Daruma dolls (達磨 Daruma?), also known as Daruma Dolls, are hollow and round Japanese wish dolls with no arms or legs.  They are modeled after Bodhidharma, the founder and first patriarch of Zen.

Because of their low center of gravity, some types of Daruma Doll return to their upright position after being tilted to one side, like a Weeble. This has rendered the Daruma the symbol for optimism, for persistence, and for strong determination.

Based upon an older kind of self-righting doll known as a “little roly-poly priest” (起き上がり小法師 okiagari koboshi?), we know much about our modern-day equivalent from a 17th-century children’s song:

          Hi ni! fu ni!

Fundan Daruma ga
Akai zukin kaburi sunmaita!
Once! twice!
Ever the red-hooded Daruma
Heedlessly sits up again!

Some dolls have written characters on the cheeks explaining the kind of wish or desire the owner has in mind, such as protection of loved ones. The surname of the owner may be written on the chin. Until the wish has been granted, the Daruma is displayed in a high location in one’s home, typically close to other significant belongings such as a Butsudan (a Buddhist house altar).  Only a single Daruma is usually owned at one time.

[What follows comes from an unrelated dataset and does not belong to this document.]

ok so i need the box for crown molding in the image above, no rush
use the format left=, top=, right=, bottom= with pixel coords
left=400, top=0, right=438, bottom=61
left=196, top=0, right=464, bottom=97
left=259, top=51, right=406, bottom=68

Purchased in or near Japanese Buddhist temples, Daruma Dolls and can cost between 500 yen for small dolls (~5cm in height) to 10,000 yen or more for the largest dolls (~60cm in height). If the doll was purchased within a temple, the owner can return it for burning. Dolls purchased at a temple are marked — temples will refuse to burn those not exhibiting their own mark. Burning usually occurs at the year’s end. This is done as a purification ritual to let kami know that the wisher did not give up on the wish, but is on another path to make it come true.